In me Osvald. I wouldn’t have noticed the eloquence of the steel columns, matching the grace of the mullions, drawing the eye to the ceiling, crisscrossed by thin girders, the appearance of the golden ratio, without Osvald’s help. Yes, he likes this place. Awakening on the mornings when the set inflates with light, he descends the cantilevered slab stairs to dig his toes into the charred soil, and he imagines possibilities for the film, the delicious conflagrations.
DIR. ANDREW BALTANDERS
86 MINUTES
Osvald identified with Dr. Pinkglass in The Floating House , who, when shown graphs and measurements by Dr. Rousseau proving the house is on the ground, continues to insist it hovers inches above the foundation.
Dr. Pinkglass says, I trust my eyes. My eyes serve me. Logic does not necessarily.
The records of my misbehavior. Osvald had a thick portfolio of complaints to draw on to justify his theft of my wife.
I wasn’t clean, broke dishes. I threw a piano bench in the vicinity of but not at Osvald, ate the Neapolitan, lost his keys. I lost his forks, wallet, pump, jack, stereo cords, chip, Swiss Army knife, sweaters, Pinger, replacement Pinger, loaner Pinger, monogrammed socks, sextant, ballpoint pen, ball-peen hammer, ball cap, ball glove, ball gag, drafting dots, distance meter, bike saddle, tailored trousers, birth certificate, spare tire, electric drill, floss, scarab in resin, waffle iron.
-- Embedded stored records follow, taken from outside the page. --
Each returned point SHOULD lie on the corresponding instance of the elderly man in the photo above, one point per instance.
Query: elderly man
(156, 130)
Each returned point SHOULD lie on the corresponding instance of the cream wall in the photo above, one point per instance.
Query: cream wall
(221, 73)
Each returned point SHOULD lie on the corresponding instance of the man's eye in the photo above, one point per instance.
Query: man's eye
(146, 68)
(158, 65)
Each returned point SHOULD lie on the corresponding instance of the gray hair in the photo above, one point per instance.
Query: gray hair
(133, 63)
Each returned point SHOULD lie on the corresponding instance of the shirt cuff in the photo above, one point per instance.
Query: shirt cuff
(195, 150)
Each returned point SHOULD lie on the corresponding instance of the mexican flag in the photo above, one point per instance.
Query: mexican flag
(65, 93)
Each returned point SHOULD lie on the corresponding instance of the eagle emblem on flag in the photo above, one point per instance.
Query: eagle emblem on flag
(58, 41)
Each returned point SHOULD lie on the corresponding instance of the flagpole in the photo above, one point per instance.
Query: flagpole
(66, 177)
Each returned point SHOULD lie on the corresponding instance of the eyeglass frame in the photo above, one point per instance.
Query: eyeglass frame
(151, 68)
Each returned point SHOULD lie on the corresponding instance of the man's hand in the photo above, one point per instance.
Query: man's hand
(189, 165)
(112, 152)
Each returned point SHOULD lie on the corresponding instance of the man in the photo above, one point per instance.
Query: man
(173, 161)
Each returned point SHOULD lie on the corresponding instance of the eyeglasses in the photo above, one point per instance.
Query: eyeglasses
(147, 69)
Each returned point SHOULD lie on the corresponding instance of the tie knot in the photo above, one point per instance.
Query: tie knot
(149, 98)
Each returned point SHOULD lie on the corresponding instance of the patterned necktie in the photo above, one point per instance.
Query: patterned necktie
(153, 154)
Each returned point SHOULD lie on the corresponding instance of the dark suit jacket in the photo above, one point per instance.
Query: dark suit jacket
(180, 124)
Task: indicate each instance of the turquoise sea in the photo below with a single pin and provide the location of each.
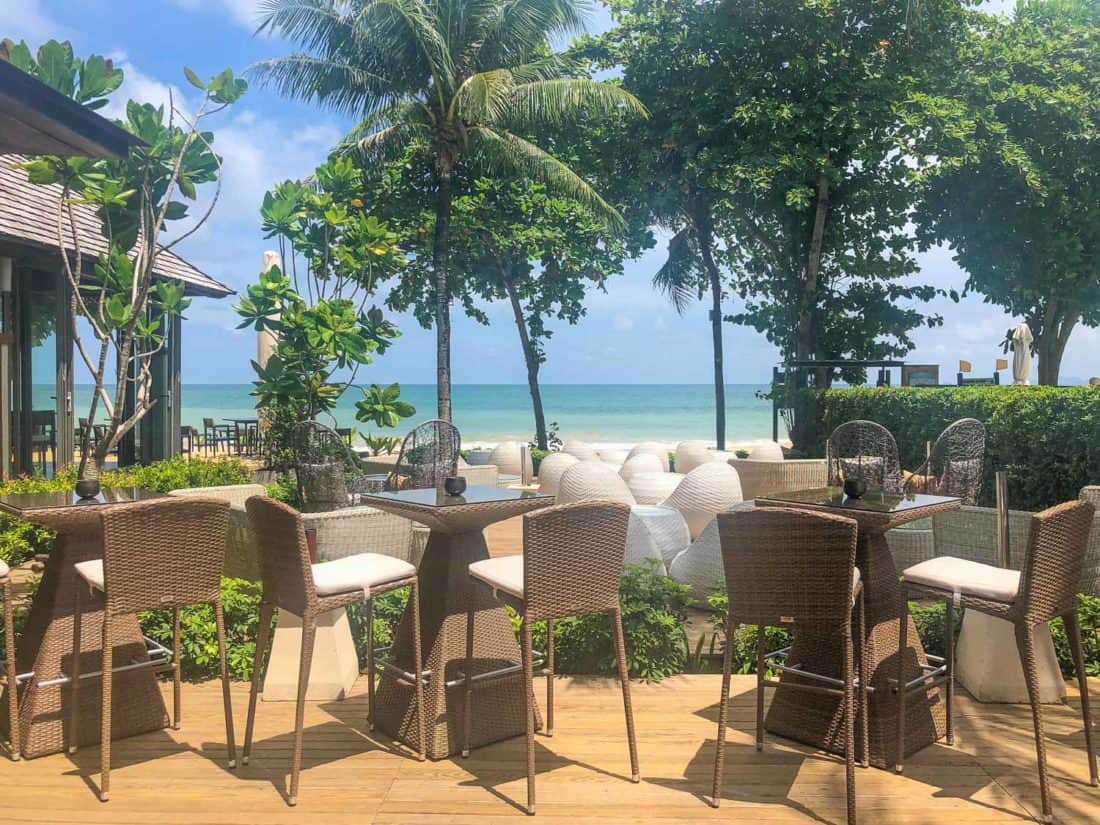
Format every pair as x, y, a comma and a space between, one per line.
605, 413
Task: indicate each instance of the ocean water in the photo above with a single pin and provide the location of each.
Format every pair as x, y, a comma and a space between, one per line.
601, 413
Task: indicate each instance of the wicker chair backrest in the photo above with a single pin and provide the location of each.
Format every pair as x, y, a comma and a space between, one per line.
429, 454
1052, 570
866, 450
284, 554
788, 567
167, 552
573, 558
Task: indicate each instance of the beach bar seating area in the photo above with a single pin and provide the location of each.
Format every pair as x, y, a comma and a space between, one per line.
850, 719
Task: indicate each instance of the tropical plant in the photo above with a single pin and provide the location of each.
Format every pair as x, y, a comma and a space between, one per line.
334, 254
1012, 184
460, 80
127, 310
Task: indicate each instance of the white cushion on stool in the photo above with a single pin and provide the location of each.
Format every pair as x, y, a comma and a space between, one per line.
505, 573
91, 572
965, 578
360, 572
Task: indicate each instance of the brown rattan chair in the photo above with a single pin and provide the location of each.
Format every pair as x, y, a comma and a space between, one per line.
161, 554
571, 565
865, 450
1044, 589
9, 640
794, 569
307, 590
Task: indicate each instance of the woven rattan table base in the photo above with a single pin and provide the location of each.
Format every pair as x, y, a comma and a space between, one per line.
444, 597
816, 719
46, 648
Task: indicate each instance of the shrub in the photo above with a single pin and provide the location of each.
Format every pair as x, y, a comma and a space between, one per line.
1044, 437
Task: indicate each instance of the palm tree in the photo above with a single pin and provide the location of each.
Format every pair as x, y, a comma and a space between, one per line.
463, 78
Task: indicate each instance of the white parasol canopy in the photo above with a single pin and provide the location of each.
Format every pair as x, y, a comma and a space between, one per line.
265, 340
1021, 354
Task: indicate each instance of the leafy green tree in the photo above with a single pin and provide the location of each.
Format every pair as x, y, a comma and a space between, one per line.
1013, 186
135, 197
334, 254
787, 114
462, 78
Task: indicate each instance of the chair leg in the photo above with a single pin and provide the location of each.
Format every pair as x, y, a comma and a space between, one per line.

What else? I popped a favored volleyball. I kissed a woman he liked and lied to spare his feelings. I didn’t kiss a woman he liked and lied to hurt his feelings. I did not worship Isabel, made fun of his turtlenecks. I woke him in the middle of the night with the terror of illness. I cooked and forgot dinner, left locks unlocked, derided his paltry tips at restaurants, took contrary positions on principle. I needed and adored Osvald. His romantic, aesthetic, and spiritual aims I was determined to frustrate but not defeat outright.
All this was for his benefit. I was ensuring he remained entertained. We neglect our duty to delight our friends. We treat them as floating ears. To entertain is to torment.
DIR. RAOUL COSTARD
90 MINUTES
Difficulty pruning the ramiform possibilities from Jonson’s conception of Altarpiece . His pings every ten minutes. No wonder he couldn’t get a date before he met Lucretia.
This morning’s:
what if sets were monochrome /
how about u wear a mask /
dance number /
dream sequence /
i got a logline for you /
let’s rent a fog machine /
pricing bear trainers /
how bout a swordfight /
2nd act could be punchier /
pls respond to ping tuesday 5pm, subj fabric swatches black n white /
feelin rack focusing /
what is duke’s motivation /
What is anyone’s? I nudged The Art of Dramaturgy off of his balcony while he fussed over the espresso service. Formulas won’t save us. Jonson is not a passionate reader. His mind ambulates on crutches. His book is accessorized with a plate of snacks, a pastis tomate , highlighters. Trying to understand the significance of the clothes described, of the invented weather, of the bland dialogue. Trying to induce in himself feelings.
To reject all of Jonson’s suggestions would be undiplomatic.